Macedonian sociologist (1928–2012)

Slavko Milosavlevski (Слaвко Милосaвлевски; January 28, 1928 – October 14, 2012) was a Macedonian sociologist, politician and dissident during the communist period.

==Life==
Milosavlevski was born in Vratnica in the Tetovo region on January 28, 1928. He finished primary school in his native village and high school in Skopje. He actively participated in World War II in Yugoslav Macedonia. Milosavlevski completed his undergraduate studies at the Faculty of Law in Skopje in 1957. He completed postgraduate studies at the Institute of Social Sciences in Belgrade in 1960. In 1961/1962, he studied at the University Institute of European Studies in Turin, where he became familiar with Eurocommunism and the Italian Socialist Party of Pietro Nenni. He also developed ideas of Eurocommunism. Milosavlevski received his PhD from the Faculty of Law in Skopje in 1965. Milosavlevski was the first to teach a course in sociology at the Faculty of Law at the University of Skopje from 1961 to 1974. He was an initiator for creation of the Institute for Sociological, Political, and Juridical Research. Milosavlevski was also a member of the League of Communists of Macedonia (LCM) and League of Communists of Yugoslavia (LCY). Milosavlevski was a liberal politician and part of the younger generation of politicians. In the late 1960s, Milosavlevski became a leading advocate of the movement to transform the federal government into an interrepublican agency. He was a member of the Executive Committee of the Central Committee of the LCY from 1966 to 1969 and secretary of the Secretariat of the Central Committee of LCY from 1969 to 1972. He resigned at the 36th session from the Central Committee of LCM in January 1973. He held senior political positions in SR Macedonia and SFR Yugoslavia, but was forced to resign from all political positions in LCM and LCY in 1974 due to not adhering to the official political ideology. He was expelled from academia, remaining in isolation until the early 1990s after the rise of political pluralism. Milosavlevski died in 2012.

==Works==
Milosavlevski's book Introduction to Sociology was published in 1967 and became a textbook for students at the Faculty of Law in Skopje. It was the first Macedonian sociological textbook. The book aimed to give an overview of social thought from antiquity to the rise of Marxism. It also discussed topics such as the characteristics of nations, the specificities of European nations, and Yugoslavia's national question. The book also covered political and legal aspects, cultural aspects, economic aspects, and national minorities, etc.

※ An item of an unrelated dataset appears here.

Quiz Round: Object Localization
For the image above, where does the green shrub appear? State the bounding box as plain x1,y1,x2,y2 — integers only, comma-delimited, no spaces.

Milosavlevski criticised the official political ideology in his works from the 1960s and 1970s, including Revolution and Democracy (1967), Election System, Elective Democracy in Practice (1968), Revolution and Antirevolution (1972), and his doctoral dissertation, "The League of Communists of Yugoslavia in the System of Socialist Democracy in Yugoslavia", which he defended at the Faculty of Law in Skopje in 1965.